Samsung Argues that Apple Should Get $38.4 million, Not $2 Billion

Apple v. SamsungAn expert witness testifying for Samsung told jurors on Monday that even if Samsung infringed on five Apple patents, the most—the absolute most—Apple would be entitled to would be US$38.4 million dollars, not the $2 billion Apple wants.

In testimony just before Samsung rested its case, Judith Chevalier, a professor of economics and finance at the Yale University School of Management, testified that Apple's patents were worth 35 cents per device per patent, but that no one bought Samsung devices because of the patented features.

"My analysis compensates Apple through a reasonable royalty and [...] I have determined Apple has not lost sales as a result of Samsung's practice of the patents," Ms. Chevalier said during her testimony, according to CNet.

Apple has asked for some $2 billion in damages. At $40 per device, that price has been called excessive and would certainly outstrip other per device damage awards in this industry. Apple has argued, however, that it would have taken that much to get a license from Apple in the first place and that people bought Samsung devices because the South Korean company copied Apple's patented features and designs.

This trial focuses on five of Apple's software patents.

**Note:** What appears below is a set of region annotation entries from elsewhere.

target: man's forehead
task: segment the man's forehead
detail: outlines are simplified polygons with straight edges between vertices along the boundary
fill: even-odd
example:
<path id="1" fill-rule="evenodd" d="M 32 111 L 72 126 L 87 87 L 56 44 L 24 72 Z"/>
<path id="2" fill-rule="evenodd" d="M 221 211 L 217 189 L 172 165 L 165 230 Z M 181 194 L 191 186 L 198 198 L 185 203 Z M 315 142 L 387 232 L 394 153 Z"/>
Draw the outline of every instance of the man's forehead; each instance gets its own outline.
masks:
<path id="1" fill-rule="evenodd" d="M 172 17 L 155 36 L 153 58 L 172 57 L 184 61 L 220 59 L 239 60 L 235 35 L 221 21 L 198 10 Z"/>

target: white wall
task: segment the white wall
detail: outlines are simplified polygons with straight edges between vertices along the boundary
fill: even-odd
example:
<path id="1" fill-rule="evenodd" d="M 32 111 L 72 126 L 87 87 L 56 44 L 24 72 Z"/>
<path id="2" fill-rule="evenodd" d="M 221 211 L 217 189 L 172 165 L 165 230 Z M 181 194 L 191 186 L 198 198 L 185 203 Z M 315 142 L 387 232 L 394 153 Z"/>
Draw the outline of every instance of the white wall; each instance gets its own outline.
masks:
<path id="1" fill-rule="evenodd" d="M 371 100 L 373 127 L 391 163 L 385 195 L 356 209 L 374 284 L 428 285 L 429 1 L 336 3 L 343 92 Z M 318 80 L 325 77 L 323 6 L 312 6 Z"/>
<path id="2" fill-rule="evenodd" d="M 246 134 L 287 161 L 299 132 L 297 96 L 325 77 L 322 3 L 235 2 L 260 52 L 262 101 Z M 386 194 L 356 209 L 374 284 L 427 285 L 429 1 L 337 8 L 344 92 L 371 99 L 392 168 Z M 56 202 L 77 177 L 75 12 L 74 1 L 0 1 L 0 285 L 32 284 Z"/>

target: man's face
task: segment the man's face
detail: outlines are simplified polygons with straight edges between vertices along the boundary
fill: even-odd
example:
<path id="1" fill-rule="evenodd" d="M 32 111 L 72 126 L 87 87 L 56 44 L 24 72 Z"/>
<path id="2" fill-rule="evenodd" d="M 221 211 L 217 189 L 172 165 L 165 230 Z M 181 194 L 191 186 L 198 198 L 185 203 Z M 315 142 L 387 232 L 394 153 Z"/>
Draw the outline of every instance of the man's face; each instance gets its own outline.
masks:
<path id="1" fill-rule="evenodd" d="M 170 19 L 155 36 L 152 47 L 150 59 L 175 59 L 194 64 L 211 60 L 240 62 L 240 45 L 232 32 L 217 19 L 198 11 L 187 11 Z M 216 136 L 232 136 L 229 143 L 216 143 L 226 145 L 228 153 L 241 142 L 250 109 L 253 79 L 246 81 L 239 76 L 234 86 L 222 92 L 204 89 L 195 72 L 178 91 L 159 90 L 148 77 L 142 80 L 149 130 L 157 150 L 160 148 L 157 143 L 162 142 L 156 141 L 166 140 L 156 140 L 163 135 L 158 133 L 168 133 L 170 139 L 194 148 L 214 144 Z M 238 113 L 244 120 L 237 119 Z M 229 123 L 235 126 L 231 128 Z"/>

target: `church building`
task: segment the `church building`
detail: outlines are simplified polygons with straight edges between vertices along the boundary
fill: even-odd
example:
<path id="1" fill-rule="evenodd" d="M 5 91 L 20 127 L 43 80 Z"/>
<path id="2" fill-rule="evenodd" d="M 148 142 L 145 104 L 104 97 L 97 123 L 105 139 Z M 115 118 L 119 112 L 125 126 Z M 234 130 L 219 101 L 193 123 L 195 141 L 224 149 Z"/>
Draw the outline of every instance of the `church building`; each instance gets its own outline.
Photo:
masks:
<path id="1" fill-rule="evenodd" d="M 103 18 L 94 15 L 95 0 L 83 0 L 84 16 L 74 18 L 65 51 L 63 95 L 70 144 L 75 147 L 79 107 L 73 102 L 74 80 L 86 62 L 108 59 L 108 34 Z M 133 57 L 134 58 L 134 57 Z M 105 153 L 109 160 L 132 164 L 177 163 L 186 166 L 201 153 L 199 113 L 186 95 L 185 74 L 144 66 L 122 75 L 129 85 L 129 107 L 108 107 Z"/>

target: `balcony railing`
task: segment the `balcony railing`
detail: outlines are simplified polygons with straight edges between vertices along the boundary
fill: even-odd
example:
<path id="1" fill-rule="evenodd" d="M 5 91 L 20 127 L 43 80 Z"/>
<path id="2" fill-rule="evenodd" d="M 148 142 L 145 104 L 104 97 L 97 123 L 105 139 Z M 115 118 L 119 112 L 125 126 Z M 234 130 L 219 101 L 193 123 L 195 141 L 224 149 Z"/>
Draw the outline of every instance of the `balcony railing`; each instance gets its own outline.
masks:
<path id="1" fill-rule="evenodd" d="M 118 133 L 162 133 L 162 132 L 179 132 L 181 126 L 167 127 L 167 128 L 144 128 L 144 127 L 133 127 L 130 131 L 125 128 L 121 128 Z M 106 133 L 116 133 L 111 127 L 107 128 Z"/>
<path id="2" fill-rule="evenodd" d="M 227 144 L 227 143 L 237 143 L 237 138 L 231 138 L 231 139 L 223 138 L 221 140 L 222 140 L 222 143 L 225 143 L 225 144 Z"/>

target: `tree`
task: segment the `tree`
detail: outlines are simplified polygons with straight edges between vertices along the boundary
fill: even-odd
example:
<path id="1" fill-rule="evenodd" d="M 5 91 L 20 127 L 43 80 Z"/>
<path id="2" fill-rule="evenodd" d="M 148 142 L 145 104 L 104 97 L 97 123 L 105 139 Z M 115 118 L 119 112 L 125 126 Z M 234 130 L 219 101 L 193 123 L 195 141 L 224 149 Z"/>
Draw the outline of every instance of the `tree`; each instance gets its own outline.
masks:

Ms. Chevalier, who was hired by Samsung for the trial, wasn't having it, saying that because Samsung's range of infringing products generated different levels of profits for Samsung, it was clear that people weren't buying because of the infringing features.

"We have to conclude that the differences in profitability across these products is being driven by something else other than the practice of these patents," she said. "The value created by these products is really negligible."

Apple partisans will scream foul at this assertion, while Android/Samsung partisans will nod their heads in understanding. The reality, however, is that this is what expert witnesses do. They are paid large sums of money based on whether or not they are saying what the hirer wants them to say.